A recent decision from the United States District Court for the Eastern District of Tennessee reaffirms the rule that police officers cannot be held liable for failing to stop or arrest a drunk driver. In Harris v. City of Knoxville, a pedestrian brought suit against Knoxville and two police officers individually after he was seriously injured by a drunk driver. As it turned out, the drunk driver had been stopped only a short time before he struck the pedestrian by a suspicious police officer. After investigating, however, the officer determined that while the passenger of the vehicle may have been intoxicated, it did not appear that the driver was drunk or driving under the influence of drugs. No field sobriety test was administered.
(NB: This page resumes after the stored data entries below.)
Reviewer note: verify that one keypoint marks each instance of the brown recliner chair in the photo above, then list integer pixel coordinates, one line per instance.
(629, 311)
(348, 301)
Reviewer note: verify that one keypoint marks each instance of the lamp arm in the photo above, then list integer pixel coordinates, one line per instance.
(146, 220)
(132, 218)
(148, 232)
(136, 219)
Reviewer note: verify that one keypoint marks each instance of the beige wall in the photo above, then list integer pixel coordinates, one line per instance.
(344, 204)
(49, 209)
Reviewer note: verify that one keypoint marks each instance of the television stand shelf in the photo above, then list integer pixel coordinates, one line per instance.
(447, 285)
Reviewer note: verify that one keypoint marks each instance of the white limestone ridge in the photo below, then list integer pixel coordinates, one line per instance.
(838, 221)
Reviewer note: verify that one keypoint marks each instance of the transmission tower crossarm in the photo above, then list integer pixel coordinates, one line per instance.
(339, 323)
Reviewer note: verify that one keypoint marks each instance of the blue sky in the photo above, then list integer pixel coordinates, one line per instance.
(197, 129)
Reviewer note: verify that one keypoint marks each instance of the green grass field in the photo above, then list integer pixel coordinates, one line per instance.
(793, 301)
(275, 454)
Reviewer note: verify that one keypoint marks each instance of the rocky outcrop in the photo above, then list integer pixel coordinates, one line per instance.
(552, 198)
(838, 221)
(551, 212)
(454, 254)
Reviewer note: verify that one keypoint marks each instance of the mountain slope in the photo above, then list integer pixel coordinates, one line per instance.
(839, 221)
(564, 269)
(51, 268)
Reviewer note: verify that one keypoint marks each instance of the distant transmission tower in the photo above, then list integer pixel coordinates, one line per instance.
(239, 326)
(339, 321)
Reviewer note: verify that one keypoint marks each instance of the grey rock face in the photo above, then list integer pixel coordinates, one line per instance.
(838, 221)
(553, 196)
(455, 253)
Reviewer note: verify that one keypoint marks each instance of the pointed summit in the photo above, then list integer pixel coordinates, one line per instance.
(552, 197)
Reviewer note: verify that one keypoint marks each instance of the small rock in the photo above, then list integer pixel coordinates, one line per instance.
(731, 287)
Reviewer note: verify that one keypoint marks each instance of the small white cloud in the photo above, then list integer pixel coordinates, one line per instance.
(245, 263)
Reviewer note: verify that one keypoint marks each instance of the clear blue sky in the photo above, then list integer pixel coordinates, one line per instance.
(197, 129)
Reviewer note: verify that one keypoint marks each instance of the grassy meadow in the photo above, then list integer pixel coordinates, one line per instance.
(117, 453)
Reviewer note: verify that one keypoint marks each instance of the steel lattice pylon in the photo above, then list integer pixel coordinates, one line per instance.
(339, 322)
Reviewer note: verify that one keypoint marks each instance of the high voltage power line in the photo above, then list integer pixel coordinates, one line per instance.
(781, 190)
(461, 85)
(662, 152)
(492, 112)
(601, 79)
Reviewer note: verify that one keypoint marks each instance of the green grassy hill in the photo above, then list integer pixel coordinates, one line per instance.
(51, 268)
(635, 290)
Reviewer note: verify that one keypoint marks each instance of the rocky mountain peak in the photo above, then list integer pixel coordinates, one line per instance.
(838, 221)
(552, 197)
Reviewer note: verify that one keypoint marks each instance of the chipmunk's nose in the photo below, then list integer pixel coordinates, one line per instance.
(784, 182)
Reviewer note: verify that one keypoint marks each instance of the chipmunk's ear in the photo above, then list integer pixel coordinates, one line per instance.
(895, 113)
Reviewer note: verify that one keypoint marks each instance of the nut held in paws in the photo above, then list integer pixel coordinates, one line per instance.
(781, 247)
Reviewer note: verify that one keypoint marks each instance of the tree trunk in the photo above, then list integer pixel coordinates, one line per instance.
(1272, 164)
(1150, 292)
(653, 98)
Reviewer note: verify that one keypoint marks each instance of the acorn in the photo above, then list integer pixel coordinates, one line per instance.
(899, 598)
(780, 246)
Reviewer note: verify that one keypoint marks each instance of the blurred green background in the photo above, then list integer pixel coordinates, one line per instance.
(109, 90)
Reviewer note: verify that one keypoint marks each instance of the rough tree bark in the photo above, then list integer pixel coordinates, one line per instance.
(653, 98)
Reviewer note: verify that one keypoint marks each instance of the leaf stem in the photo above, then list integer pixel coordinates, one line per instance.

The injured pedestrian plaintiff’s suit alleged several claims against the officers and the City, but the case turned on whether the failure to stop the drunk driver was a deprivation of the injured plaintiff’s due process rights. This appears to have been a creative attempt by the plaintiff to recover damages for his injuries, but well-established case law should have foreshadowed the outcome. In particular, the U.S. Supreme Court’s decision in DeShaney v. Winnebago County which held “a State’s failure to protect an individual against private violence simply does not constitute a violation of the Due Process Clause.” The District Court set out the test for determining whether an individual could sue as an exception to the general rule in DeShaney. In order to bring a claim under the “state created danger” exception, a plaintiff must show: (1) an affirmative act by the state that either created or increased the risk that the plaintiff would be exposed to an act of violence by a third party; (2) a special danger to the plaintiff wherein the state’s actions placed the plaintiff specifically at risk, as distinguished from a risk that affects the public at large; and (3) the state knew or should have known that its actions specifically endangered the plaintiff. Under this test, it seems fairly clear that a police officer cannot be held responsible for failing to arrest a drunk driver. First, under such a circumstance the officer does not “create” or “increase” any risk. And, second, letting a drunk driver continue driving does not specifically endanger any individual, but rather poses a risk (at most) to the general public. And this is exactly what the District Court held.
Indeed, given the relative ease in which the District Court dismissed this case, it seems somewhat surprising that it was even brought in the first place. If the attorney for the plaintiff had done more than a cursory review of the law, it would have been hard to conclude that the case would be held viable by the District Court. While a plaintiff injured through no fault of his own certainly deserves compensation, that doesn’t necessarily mean a case should always be brought. Here, it seems likely that the responsible driver didn’t have car insurance or didn’t have sufficient car insurance, and that the plaintiff also didn’t have uninsured (UM) motorist coverage. As a result, the plaintiff tried to hold a third party (the police) responsible for the injuries caused by the drunk driver. The result of the case, though, makes clear that even if the police behave negligently in letting a drunk driver continue driving, neither the police officers nor their employer can be held liable for any resulting injuries.